I’ve only spent one Tisha b’Av in Israel so far. Ever since then, Tisha b’Av is the day I feel most disjointed and apprehensive out of year. That summer, I was a counselor on a program called Counterpoint Israel. Eichah was read at Yemin Moshe, and the rest of the fast was spent on YU’s Israel Campus, where our two-week sleepaway camp for the youth village teenagers. the solemnity of the day was present, just as it was all those years I spent it in the United States, but there was a hint of hopefulness within it, at least, there was for me.

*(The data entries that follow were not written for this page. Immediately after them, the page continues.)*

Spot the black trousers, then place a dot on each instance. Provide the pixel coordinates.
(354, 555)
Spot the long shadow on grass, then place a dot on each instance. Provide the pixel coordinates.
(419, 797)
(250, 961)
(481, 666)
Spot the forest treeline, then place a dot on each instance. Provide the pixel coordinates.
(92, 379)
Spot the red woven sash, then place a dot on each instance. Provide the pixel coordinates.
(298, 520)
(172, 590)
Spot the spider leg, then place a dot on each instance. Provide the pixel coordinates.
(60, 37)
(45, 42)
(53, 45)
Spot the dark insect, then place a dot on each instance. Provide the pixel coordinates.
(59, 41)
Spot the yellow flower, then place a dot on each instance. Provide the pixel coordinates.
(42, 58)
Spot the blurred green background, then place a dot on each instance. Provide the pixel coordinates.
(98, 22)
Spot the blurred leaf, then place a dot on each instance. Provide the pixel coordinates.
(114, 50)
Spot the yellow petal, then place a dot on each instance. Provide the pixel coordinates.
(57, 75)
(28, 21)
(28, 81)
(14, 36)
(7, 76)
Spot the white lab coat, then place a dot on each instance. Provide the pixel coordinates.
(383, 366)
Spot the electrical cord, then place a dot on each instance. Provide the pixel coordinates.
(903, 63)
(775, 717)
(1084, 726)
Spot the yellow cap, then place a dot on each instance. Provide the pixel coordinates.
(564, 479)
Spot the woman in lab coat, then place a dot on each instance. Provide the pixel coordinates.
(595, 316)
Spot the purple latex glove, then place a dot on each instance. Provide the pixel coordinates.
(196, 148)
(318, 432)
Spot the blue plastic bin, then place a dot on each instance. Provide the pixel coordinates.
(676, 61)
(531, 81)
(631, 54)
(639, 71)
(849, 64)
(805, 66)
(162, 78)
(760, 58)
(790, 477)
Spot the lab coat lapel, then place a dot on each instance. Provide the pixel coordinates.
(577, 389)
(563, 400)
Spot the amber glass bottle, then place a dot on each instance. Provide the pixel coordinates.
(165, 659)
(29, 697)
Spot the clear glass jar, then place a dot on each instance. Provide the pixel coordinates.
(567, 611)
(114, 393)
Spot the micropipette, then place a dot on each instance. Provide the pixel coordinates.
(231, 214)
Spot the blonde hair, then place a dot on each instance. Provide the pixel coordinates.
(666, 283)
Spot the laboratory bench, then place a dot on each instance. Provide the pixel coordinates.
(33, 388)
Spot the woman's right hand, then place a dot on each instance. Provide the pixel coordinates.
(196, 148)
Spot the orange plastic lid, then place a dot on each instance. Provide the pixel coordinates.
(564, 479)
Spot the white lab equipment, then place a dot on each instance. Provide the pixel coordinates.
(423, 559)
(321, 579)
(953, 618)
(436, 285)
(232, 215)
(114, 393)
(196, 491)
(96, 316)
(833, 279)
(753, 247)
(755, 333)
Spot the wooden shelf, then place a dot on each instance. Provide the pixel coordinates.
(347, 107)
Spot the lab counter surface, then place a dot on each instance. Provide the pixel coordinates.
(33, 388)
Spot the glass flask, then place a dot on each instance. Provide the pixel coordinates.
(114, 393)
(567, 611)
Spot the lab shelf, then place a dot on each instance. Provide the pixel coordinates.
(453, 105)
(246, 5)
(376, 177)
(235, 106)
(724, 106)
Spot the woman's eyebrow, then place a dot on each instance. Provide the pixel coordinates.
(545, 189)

I didn’t know what to do about it. Today is not the day to be hopeful, it’s the day to mourn the many tragedies that stain our long history. I thought a lot about my Uncle Sam z”l, the last living family member of my great-grandparents’ generation. Before going to Israel for the summer, my sister and I had gone to Boston to visit him, to learn as much as we could about life in Czarist Russia, starting life all over again in America, serving as a US army chaplain in China, building a Jewish community from scratch in the post-war years, and sticking with it for decades after…within it all, sacrifices were made, families were lost, and as assimilation became easier, the faith so many had given everything for slowly began to fade. These events happened right before his eyes, year after year after year.
And yet, here I was, in Jerusalem, mourning the Temple’s destruction only miles from its site. I was surrounded my campers and colleagues from around the globe – the US, New Zealand, Australia, England, Ukraine, and Ethiopia. The journey to Israel had been painful for many, with loss along the way; nowhere does it say that Kibbutz Galiyot would be a pleasant process – and yet, here we were, on Israeli soil. So much sacrifice has gone into the possibility of that very moment, but it was happening. It was real. Is there any way not to feel some sense of hope in that situation?
Rabbi Akiva didn’t let the sight of foxes strolling across the Temple grounds deter his faith. I’m no Rabbi Akiva, but seeing Jews from all over the world commemorating our losses together is just as prophetic as the Temple’s destruction. And on that Tisha b’Av, as we sat together in the hills of Jerusalem, I deeply felt that I was the right person, at the right place, at the right time.
I’ve remembered that feeling ever since, and it gives me one more reason to feel a loss on this day.